The technique works in the following steps:
-
Place a camera on a light source with a correct view matrix.
-
The camera will then run the vertex shader to construct the geometry and render it to a depth texture or in other words, the shadow map.
-
When we are running the pixel shader for the light calculations, we need to translate the shadow map pixel to our light space.
-
Then check if the translated pixel is in the shadow and if that's the case, multiply the color value in the pixel shader with a shadow value to darken the pixel.

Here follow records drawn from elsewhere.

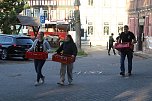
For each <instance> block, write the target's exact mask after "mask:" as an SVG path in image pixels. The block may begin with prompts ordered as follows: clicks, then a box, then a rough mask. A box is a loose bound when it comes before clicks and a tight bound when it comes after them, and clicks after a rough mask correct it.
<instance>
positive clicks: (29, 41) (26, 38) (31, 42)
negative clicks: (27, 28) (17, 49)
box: [16, 37, 33, 45]
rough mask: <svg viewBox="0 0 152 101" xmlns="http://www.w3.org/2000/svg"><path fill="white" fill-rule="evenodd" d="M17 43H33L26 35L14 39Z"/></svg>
mask: <svg viewBox="0 0 152 101" xmlns="http://www.w3.org/2000/svg"><path fill="white" fill-rule="evenodd" d="M16 43H17V45H28V44H29V45H31V44H33V41H32V39H31V38H26V37H20V38H17V39H16Z"/></svg>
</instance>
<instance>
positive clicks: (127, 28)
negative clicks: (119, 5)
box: [119, 25, 136, 76]
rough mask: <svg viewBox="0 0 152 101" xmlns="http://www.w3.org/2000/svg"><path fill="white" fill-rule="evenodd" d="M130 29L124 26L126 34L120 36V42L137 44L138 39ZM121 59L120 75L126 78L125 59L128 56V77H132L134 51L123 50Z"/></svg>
mask: <svg viewBox="0 0 152 101" xmlns="http://www.w3.org/2000/svg"><path fill="white" fill-rule="evenodd" d="M128 30H129V27H128V26H127V25H125V26H124V32H122V33H121V34H120V38H119V42H120V43H121V42H129V43H130V44H134V43H136V38H135V35H134V34H133V33H132V32H130V31H128ZM120 56H121V59H120V64H121V66H120V69H121V72H120V75H122V76H124V75H125V66H124V61H125V57H126V56H127V59H128V75H129V76H130V75H131V72H132V59H133V49H123V50H121V55H120Z"/></svg>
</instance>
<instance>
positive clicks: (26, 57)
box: [26, 52, 48, 60]
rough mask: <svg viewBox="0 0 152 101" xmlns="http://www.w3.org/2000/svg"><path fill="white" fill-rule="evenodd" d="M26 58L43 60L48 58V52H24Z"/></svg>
mask: <svg viewBox="0 0 152 101" xmlns="http://www.w3.org/2000/svg"><path fill="white" fill-rule="evenodd" d="M26 58H28V59H40V60H45V59H47V58H48V53H47V52H26Z"/></svg>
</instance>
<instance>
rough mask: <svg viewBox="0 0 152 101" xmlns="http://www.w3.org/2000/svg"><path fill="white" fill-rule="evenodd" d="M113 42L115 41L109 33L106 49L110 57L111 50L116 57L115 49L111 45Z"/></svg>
mask: <svg viewBox="0 0 152 101" xmlns="http://www.w3.org/2000/svg"><path fill="white" fill-rule="evenodd" d="M114 42H115V40H114V39H113V33H111V36H109V49H108V55H110V50H111V48H112V49H113V53H114V55H116V52H115V49H114V47H113V43H114Z"/></svg>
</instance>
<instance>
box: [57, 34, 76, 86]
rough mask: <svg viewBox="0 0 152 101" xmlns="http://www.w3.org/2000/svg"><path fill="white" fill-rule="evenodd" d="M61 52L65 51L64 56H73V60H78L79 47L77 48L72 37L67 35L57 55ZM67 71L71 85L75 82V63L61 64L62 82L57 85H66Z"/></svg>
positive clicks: (60, 69) (60, 81) (60, 75)
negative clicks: (74, 58)
mask: <svg viewBox="0 0 152 101" xmlns="http://www.w3.org/2000/svg"><path fill="white" fill-rule="evenodd" d="M61 51H63V54H65V55H71V56H72V57H73V58H76V56H77V47H76V44H75V43H74V41H73V39H72V37H71V35H67V36H66V40H65V41H64V42H63V43H62V45H61V46H60V47H59V48H58V49H57V50H56V52H57V53H60V52H61ZM66 71H67V77H68V82H69V85H70V84H71V83H72V81H73V76H72V71H73V63H70V64H64V63H61V68H60V82H58V83H57V84H59V85H64V81H65V74H66Z"/></svg>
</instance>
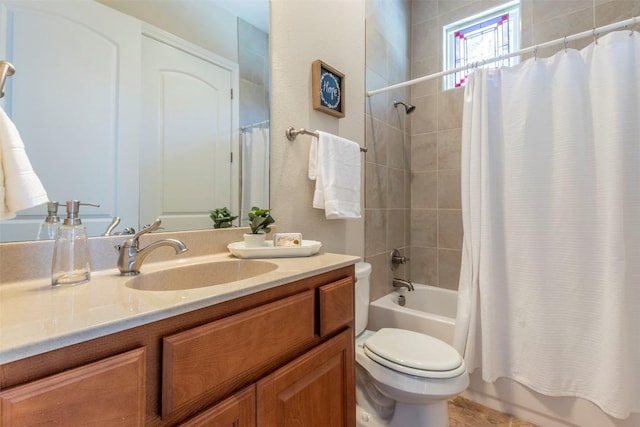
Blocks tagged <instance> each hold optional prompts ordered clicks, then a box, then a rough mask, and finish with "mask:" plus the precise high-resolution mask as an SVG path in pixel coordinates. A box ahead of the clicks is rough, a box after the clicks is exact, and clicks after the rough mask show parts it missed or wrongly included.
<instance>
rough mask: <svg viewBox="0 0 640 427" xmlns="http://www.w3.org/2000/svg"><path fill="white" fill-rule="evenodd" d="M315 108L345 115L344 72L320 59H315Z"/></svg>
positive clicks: (317, 109)
mask: <svg viewBox="0 0 640 427" xmlns="http://www.w3.org/2000/svg"><path fill="white" fill-rule="evenodd" d="M312 70H313V82H312V85H313V109H314V110H318V111H322V112H323V113H326V114H330V115H332V116H334V117H338V118H342V117H344V114H345V111H344V96H345V93H344V74H342V73H341V72H340V71H338V70H336V69H335V68H333V67H331V66H329V65H327V64H325V63H324V62H322V61H320V60H319V59H318V60H316V61H313V64H312Z"/></svg>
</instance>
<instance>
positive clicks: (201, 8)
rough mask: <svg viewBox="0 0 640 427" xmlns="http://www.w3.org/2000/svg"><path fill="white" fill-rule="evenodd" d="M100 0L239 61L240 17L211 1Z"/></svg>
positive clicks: (142, 20)
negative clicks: (239, 21)
mask: <svg viewBox="0 0 640 427" xmlns="http://www.w3.org/2000/svg"><path fill="white" fill-rule="evenodd" d="M97 1H98V2H100V3H103V4H105V5H107V6H109V7H112V8H114V9H116V10H119V11H120V12H122V13H126V14H127V15H131V16H133V17H136V18H138V19H140V20H141V21H144V22H147V23H149V24H151V25H153V26H156V27H158V28H161V29H163V30H165V31H168V32H170V33H172V34H175V35H176V36H178V37H181V38H183V39H185V40H188V41H190V42H191V43H194V44H197V45H198V46H200V47H202V48H204V49H207V50H209V51H211V52H215V53H217V54H218V55H220V56H223V57H225V58H227V59H229V60H230V61H233V62H238V37H237V34H238V25H237V17H236V16H235V15H233V14H231V13H229V12H227V11H226V10H224V9H221V8H219V7H216V6H215V5H214V4H213V3H211V2H206V1H197V2H194V1H191V2H184V1H155V2H148V1H129V0H97ZM230 35H231V36H230Z"/></svg>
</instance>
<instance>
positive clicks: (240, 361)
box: [0, 254, 357, 427]
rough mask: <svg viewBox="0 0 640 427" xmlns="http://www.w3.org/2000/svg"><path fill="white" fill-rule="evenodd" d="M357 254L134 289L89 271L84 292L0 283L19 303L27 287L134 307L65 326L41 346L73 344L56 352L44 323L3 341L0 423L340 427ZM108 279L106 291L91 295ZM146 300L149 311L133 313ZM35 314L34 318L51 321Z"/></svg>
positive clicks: (346, 390) (42, 291) (161, 266)
mask: <svg viewBox="0 0 640 427" xmlns="http://www.w3.org/2000/svg"><path fill="white" fill-rule="evenodd" d="M218 257H223V258H225V259H229V256H228V255H219V256H218ZM216 260H217V259H216ZM356 260H357V258H356V257H351V256H343V255H336V254H319V255H316V256H313V257H309V258H300V259H282V260H269V261H273V262H274V263H276V264H277V265H278V267H277V268H276V269H275V270H273V271H272V272H269V273H266V274H262V275H258V276H256V277H254V278H250V279H243V280H240V281H237V282H236V283H231V284H222V285H215V286H211V287H209V288H211V289H207V288H199V289H187V290H176V291H146V290H138V289H132V288H131V287H128V286H127V280H130V279H128V278H123V277H118V276H115V275H113V274H112V273H106V274H105V277H102V276H101V274H97V275H96V276H97V277H94V278H92V281H91V282H90V283H89V284H90V285H93V287H91V286H89V287H88V288H87V289H85V290H81V289H82V288H80V287H74V288H68V289H61V290H57V289H54V290H50V289H45V288H43V287H41V286H33V285H28V284H27V285H24V286H23V285H20V286H18V287H17V288H15V289H11V287H12V286H14V285H9V287H7V288H4V290H2V289H0V291H1V292H2V293H1V294H0V296H2V297H3V298H2V300H3V302H6V303H7V304H9V302H8V301H7V300H13V301H14V305H15V304H18V305H20V304H25V301H26V300H23V299H21V298H28V297H26V296H20V297H18V296H17V295H18V294H20V295H22V294H25V293H28V292H31V294H32V296H33V297H34V298H35V299H34V302H33V303H34V304H41V303H42V302H43V301H45V302H46V301H48V299H47V298H44V299H43V296H42V295H43V294H44V295H48V293H55V292H58V291H63V292H65V291H70V292H81V293H82V301H83V302H84V303H86V305H88V306H90V307H91V306H92V304H95V306H93V308H92V309H93V310H94V311H95V310H97V309H98V307H99V306H102V307H103V308H105V307H107V306H112V305H113V304H116V303H117V304H120V305H126V304H129V305H128V306H126V307H124V308H122V307H120V308H119V309H118V310H121V312H122V313H124V312H130V313H133V314H132V315H131V316H129V317H126V315H123V314H122V313H120V314H118V319H115V318H114V319H112V321H111V322H105V323H107V324H108V325H109V326H108V327H105V326H104V325H103V326H100V325H98V324H96V325H95V327H94V328H93V330H96V331H98V332H96V333H95V335H97V336H95V337H92V338H90V337H91V336H92V335H91V331H92V329H91V328H90V327H87V326H82V330H81V331H75V332H71V331H67V332H64V333H62V335H61V337H60V339H57V340H53V341H54V342H69V339H71V340H72V341H73V340H76V341H77V342H75V343H72V344H70V345H64V346H62V347H60V348H50V347H51V346H52V345H54V344H52V343H51V342H47V339H46V338H45V336H46V335H47V332H46V331H43V332H42V336H41V338H40V340H41V343H40V344H39V343H38V342H35V343H30V344H29V345H27V344H24V343H26V342H27V341H28V339H25V341H24V343H23V344H16V348H18V347H19V348H18V349H17V350H16V351H17V352H18V353H16V352H15V351H14V352H13V353H12V351H11V349H7V348H6V347H7V344H6V342H5V343H4V344H3V349H2V352H0V355H2V356H4V357H5V358H4V359H3V360H4V363H3V364H2V365H1V366H0V390H1V391H0V426H2V427H5V426H18V425H19V426H25V425H32V424H41V423H43V422H44V423H46V424H52V425H65V426H72V425H86V422H87V420H91V423H92V424H94V425H109V426H143V425H146V426H161V425H181V426H204V425H207V426H210V425H215V426H253V425H259V426H276V425H288V424H289V423H291V422H294V423H296V425H307V426H314V427H318V426H332V427H333V426H353V425H355V418H354V417H355V379H354V335H353V322H354V311H353V310H354V267H353V263H354V262H355V261H356ZM165 267H166V266H165V264H163V263H155V264H153V265H151V266H150V267H149V268H150V269H153V268H157V269H161V268H165ZM142 274H143V275H144V274H145V273H144V272H143V273H142ZM107 282H109V285H110V286H115V287H119V288H118V289H117V290H116V291H115V292H113V294H109V295H112V296H108V295H107V296H105V295H101V296H100V290H101V289H102V290H104V288H105V286H106V284H107ZM80 286H83V285H80ZM98 287H100V289H99V288H98ZM215 289H217V290H215ZM80 290H81V291H80ZM207 291H208V292H209V294H210V295H209V296H207ZM86 292H89V293H91V292H97V293H96V294H95V295H93V296H91V295H87V294H86ZM211 295H213V296H211ZM38 298H40V301H36V299H38ZM94 298H98V299H101V301H99V302H94ZM110 299H112V300H111V301H110ZM105 300H106V301H105ZM134 300H135V302H134ZM154 300H156V302H155V304H156V306H155V308H153V309H148V310H147V309H145V308H143V307H144V306H147V305H149V304H151V303H152V301H154ZM51 301H54V300H51ZM58 301H60V300H58ZM180 301H182V302H180ZM131 304H137V306H132V305H131ZM163 305H165V306H164V307H162V308H160V309H159V308H158V306H163ZM33 308H34V309H36V310H37V309H38V306H37V305H36V306H34V307H33ZM40 309H41V310H42V308H40ZM84 309H87V308H86V307H85V308H83V310H84ZM92 309H91V308H89V309H87V310H92ZM44 311H46V310H44ZM78 311H80V308H78ZM87 314H88V313H87ZM3 316H4V315H3ZM43 316H44V315H43ZM34 317H35V318H36V321H35V324H36V326H38V325H40V326H42V325H45V326H47V325H48V326H47V327H50V328H55V327H56V325H54V324H53V323H51V322H49V321H48V320H47V319H46V318H44V317H46V316H44V317H42V318H39V317H38V314H34ZM82 319H83V318H82V316H81V315H78V316H76V319H75V320H77V321H78V322H80V321H81V320H82ZM151 319H156V320H151ZM7 323H9V326H10V327H9V328H7V329H6V331H7V332H8V333H7V335H6V336H7V338H8V339H9V341H12V340H13V341H16V342H18V341H19V338H18V337H17V335H19V334H16V329H15V328H14V329H12V328H11V320H10V321H9V322H7V319H6V317H3V318H2V323H1V324H0V326H2V327H3V328H4V327H5V326H7ZM18 323H19V322H18ZM31 323H34V322H31ZM14 326H15V325H14ZM24 327H25V328H32V327H33V325H31V326H24ZM69 328H71V327H69ZM45 329H46V327H45ZM71 329H72V328H71ZM17 330H20V329H19V328H18V329H17ZM24 331H27V329H24ZM106 331H108V333H107V332H106ZM3 332H5V329H2V330H0V334H2V333H3ZM30 333H35V332H33V331H31V332H30ZM69 335H71V336H72V338H69ZM0 336H1V335H0ZM3 340H4V338H3ZM49 348H50V349H49ZM45 350H46V351H45ZM19 352H22V354H23V355H24V356H25V357H17V356H16V354H20V353H19ZM30 353H33V354H30ZM9 359H15V360H9Z"/></svg>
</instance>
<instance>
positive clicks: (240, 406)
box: [180, 385, 256, 427]
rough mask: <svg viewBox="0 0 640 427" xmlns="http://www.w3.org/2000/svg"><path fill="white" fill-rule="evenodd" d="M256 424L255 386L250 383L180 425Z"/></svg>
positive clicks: (188, 426) (189, 425) (255, 404)
mask: <svg viewBox="0 0 640 427" xmlns="http://www.w3.org/2000/svg"><path fill="white" fill-rule="evenodd" d="M255 425H256V386H255V385H251V386H250V387H247V388H245V389H244V390H241V391H239V392H238V393H236V394H234V395H233V396H231V397H228V398H226V399H225V400H223V401H222V402H220V403H218V404H217V405H215V406H213V407H212V408H209V409H207V410H206V411H204V412H203V413H201V414H200V415H198V416H196V417H194V418H192V419H190V420H189V421H186V422H184V423H182V424H180V427H251V426H255Z"/></svg>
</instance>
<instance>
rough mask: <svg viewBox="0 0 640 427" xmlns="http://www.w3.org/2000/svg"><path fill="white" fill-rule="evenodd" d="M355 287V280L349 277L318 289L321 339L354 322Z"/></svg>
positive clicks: (326, 285) (320, 287) (322, 286)
mask: <svg viewBox="0 0 640 427" xmlns="http://www.w3.org/2000/svg"><path fill="white" fill-rule="evenodd" d="M353 287H354V286H353V279H352V278H351V277H347V278H345V279H342V280H338V281H337V282H333V283H330V284H328V285H325V286H322V287H320V288H319V289H318V295H319V297H318V299H319V310H320V328H319V329H320V336H321V337H323V336H325V335H327V334H330V333H331V332H334V331H336V330H338V329H339V328H341V327H343V326H345V325H347V324H349V323H350V322H351V321H353V311H354V306H353V305H354V301H353V298H354V296H353V295H354V289H353Z"/></svg>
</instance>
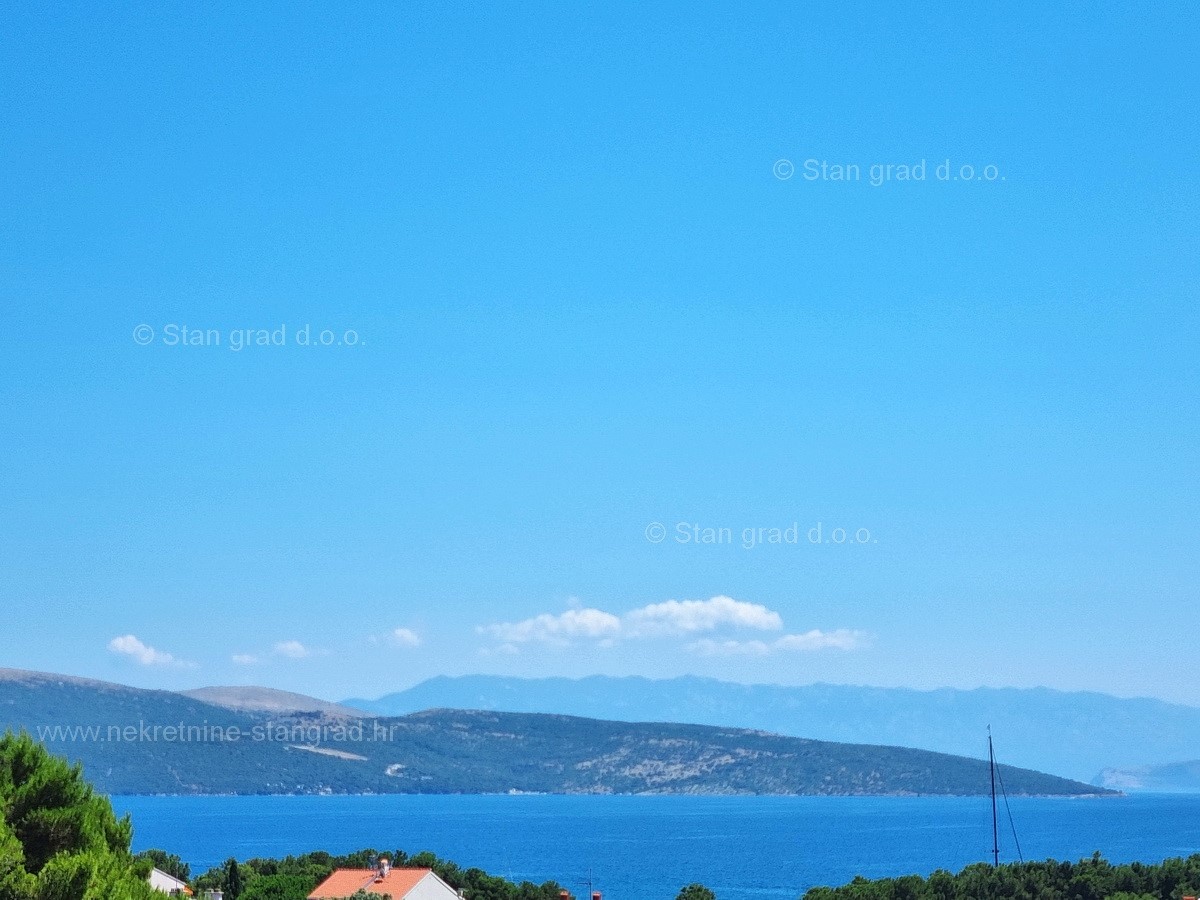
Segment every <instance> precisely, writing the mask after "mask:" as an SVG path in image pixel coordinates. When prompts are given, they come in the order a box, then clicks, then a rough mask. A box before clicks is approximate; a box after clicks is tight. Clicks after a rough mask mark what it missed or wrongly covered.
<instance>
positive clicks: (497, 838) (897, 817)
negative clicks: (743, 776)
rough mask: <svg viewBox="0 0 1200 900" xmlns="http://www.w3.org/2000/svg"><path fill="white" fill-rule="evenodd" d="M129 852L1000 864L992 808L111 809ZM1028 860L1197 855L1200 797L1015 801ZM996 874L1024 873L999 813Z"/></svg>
mask: <svg viewBox="0 0 1200 900" xmlns="http://www.w3.org/2000/svg"><path fill="white" fill-rule="evenodd" d="M113 803H114V806H116V809H118V810H119V811H122V812H130V814H131V815H132V816H133V826H134V848H136V850H144V848H146V847H162V848H164V850H168V851H170V852H174V853H179V854H180V856H181V857H182V858H184V859H185V860H187V862H188V863H191V865H192V870H193V872H199V871H203V870H204V869H208V868H209V866H211V865H216V864H218V863H221V862H222V860H223V859H226V858H228V857H230V856H233V857H238V858H239V859H245V858H248V857H278V856H286V854H288V853H302V852H306V851H310V850H328V851H330V852H335V853H338V852H348V851H353V850H360V848H362V847H376V848H378V850H396V848H403V850H406V851H409V852H416V851H420V850H431V851H433V852H434V853H437V854H438V856H440V857H445V858H448V859H452V860H455V862H456V863H458V864H460V865H462V866H464V868H468V866H479V868H481V869H486V870H487V871H490V872H492V874H496V875H504V876H506V877H510V878H515V880H518V881H520V880H526V878H528V880H529V881H535V882H542V881H546V880H550V878H553V880H556V881H558V882H560V883H563V884H564V886H566V887H570V888H571V889H572V893H575V894H576V895H581V894H583V893H584V890H586V887H584V886H583V882H586V881H587V880H588V878H589V877H590V878H592V881H593V882H594V884H595V889H596V890H602V892H604V895H605V900H672V899H673V898H674V895H676V893H677V892H678V890H679V888H680V887H682V886H683V884H686V883H689V882H692V881H698V882H702V883H704V884H707V886H708V887H710V888H713V890H715V892H716V895H718V898H719V900H785V898H787V899H793V898H797V896H799V895H800V894H802V893H804V890H805V889H808V888H810V887H812V886H816V884H840V883H842V882H846V881H848V880H850V878H852V877H854V876H856V875H865V876H868V877H881V876H890V875H904V874H908V872H919V874H929V872H931V871H934V870H935V869H950V870H958V869H960V868H962V866H964V865H967V864H970V863H974V862H980V860H984V859H986V858H989V857H990V852H991V806H990V800H989V799H988V798H961V797H955V798H890V797H889V798H860V797H563V796H430V794H426V796H383V797H115V798H113ZM1012 812H1013V818H1014V820H1015V824H1016V836H1018V839H1019V840H1020V844H1021V850H1022V851H1024V854H1025V858H1026V859H1045V858H1049V857H1052V858H1056V859H1079V858H1081V857H1085V856H1091V854H1092V852H1093V851H1097V850H1098V851H1100V852H1102V853H1103V854H1104V856H1105V857H1108V858H1109V859H1111V860H1114V862H1130V860H1134V859H1140V860H1144V862H1157V860H1160V859H1164V858H1166V857H1172V856H1187V854H1189V853H1196V852H1200V796H1182V794H1146V796H1134V797H1122V798H1104V799H1048V798H1015V799H1013V800H1012ZM1001 822H1002V826H1003V828H1004V829H1006V833H1004V834H1003V835H1002V841H1001V847H1002V859H1004V860H1009V859H1015V858H1016V852H1015V847H1014V842H1013V836H1012V834H1010V833H1008V832H1007V829H1008V822H1007V818H1004V815H1003V806H1001Z"/></svg>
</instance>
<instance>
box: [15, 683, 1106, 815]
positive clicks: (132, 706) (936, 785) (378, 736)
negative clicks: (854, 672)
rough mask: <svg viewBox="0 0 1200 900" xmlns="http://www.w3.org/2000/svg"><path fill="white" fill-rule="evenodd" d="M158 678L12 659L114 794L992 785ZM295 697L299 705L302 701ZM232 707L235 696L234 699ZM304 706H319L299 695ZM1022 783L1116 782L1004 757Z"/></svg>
mask: <svg viewBox="0 0 1200 900" xmlns="http://www.w3.org/2000/svg"><path fill="white" fill-rule="evenodd" d="M202 696H208V697H210V698H212V697H216V698H220V700H221V701H222V702H223V703H226V706H218V704H214V703H210V702H205V701H202V700H197V698H196V697H193V696H186V695H182V694H174V692H169V691H151V690H140V689H136V688H127V686H124V685H116V684H107V683H103V682H92V680H86V679H80V678H68V677H64V676H54V674H46V673H35V672H20V671H14V670H0V731H2V730H5V728H24V730H26V731H29V732H31V733H32V734H35V737H38V738H40V739H41V740H42V742H43V743H44V744H46V745H47V746H48V748H49V749H50V750H52V751H54V752H58V754H61V755H64V756H67V757H70V758H72V760H78V761H82V762H83V763H84V767H85V774H86V776H88V778H89V779H91V780H94V781H95V782H96V785H97V786H98V787H100V788H101V790H102V791H106V792H110V793H364V792H377V793H493V792H546V793H697V794H700V793H708V794H733V793H786V794H863V796H866V794H876V796H878V794H980V793H985V792H986V791H988V790H989V773H988V766H986V763H985V762H982V761H979V760H968V758H964V757H955V756H949V755H944V754H932V752H928V751H924V750H913V749H904V748H890V746H877V745H860V744H859V745H852V744H836V743H829V742H818V740H805V739H800V738H793V737H780V736H776V734H768V733H763V732H761V731H748V730H740V728H719V727H710V726H703V725H677V724H628V722H617V721H600V720H595V719H584V718H576V716H563V715H545V714H529V713H499V712H467V710H450V709H434V710H427V712H420V713H414V714H410V715H406V716H400V718H365V719H358V718H348V716H347V715H346V714H344V712H343V710H340V709H334V710H329V709H325V708H323V706H324V704H322V703H320V702H319V701H318V702H316V708H313V707H314V702H313V701H312V698H308V697H301V696H299V695H283V694H278V692H272V691H269V690H266V689H233V690H229V691H223V692H214V691H211V690H206V691H202ZM289 704H290V707H292V708H290V709H288V706H289ZM230 706H234V707H235V708H229V707H230ZM300 707H306V708H304V709H301V708H300ZM1002 776H1003V781H1004V784H1006V785H1007V787H1008V791H1009V793H1013V794H1058V796H1081V794H1097V793H1105V792H1104V791H1102V790H1099V788H1096V787H1092V786H1088V785H1085V784H1081V782H1078V781H1069V780H1066V779H1062V778H1056V776H1054V775H1045V774H1042V773H1038V772H1030V770H1026V769H1019V768H1010V767H1002Z"/></svg>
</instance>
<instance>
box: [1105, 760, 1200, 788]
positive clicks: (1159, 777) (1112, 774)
mask: <svg viewBox="0 0 1200 900" xmlns="http://www.w3.org/2000/svg"><path fill="white" fill-rule="evenodd" d="M1092 784H1094V785H1099V786H1102V787H1110V788H1112V790H1114V791H1126V792H1136V791H1157V792H1159V793H1200V760H1192V761H1189V762H1172V763H1166V764H1165V766H1139V767H1138V768H1132V769H1104V770H1103V772H1100V774H1099V775H1097V776H1096V779H1093V781H1092Z"/></svg>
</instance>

You can read more about shadow mapping here. Where it gets tricky is when you need to calculate many lights and their shadows. Because you need to execute these steps for every shadow map in the engine. This means running the vertex shader to construct the geometry for each model and then writing it to a depth texture.
The Solution
There are many different approaches to simulating shadows efficiently, but almost all of them include the use of static shadow maps or offline rendering. Whilst this is probably the best solution, I did not have the time to revise how the lights were implemented to support static shadows. Therefore, I implemented multiple smaller optimizations to render dynamic shadows for every light.
Threaded Culling System
The most common optimization is to only render what the shadow cameras see. This means running some form of simple distance culling to see if the model is relevant for the shadow camera. This is a very trivial thing to do, but there are many things we can
improve on. One big thing is to multi-thread it. Keep in mind while threading that you can't touch the same data without some form of thread safety. However, this is not an issue in this case. Because each shadow camera can hold a list of relevant models for that shadow camera. This allows us to dedicate a thread to only cull the models relevant for that camera. This is what makes it thread-safe, a thread performing a job with localized data.
Step by step:
-
Cull all the lights for the frame.
-
Iterate over all the light types and access the shadow camera for that specific light.
-
Queue a job with the help of a thread pool to run a function for the shadow camera's culling.
-
Wait for all of the jobs to be complete and then run the vertex shader for each shadow camera.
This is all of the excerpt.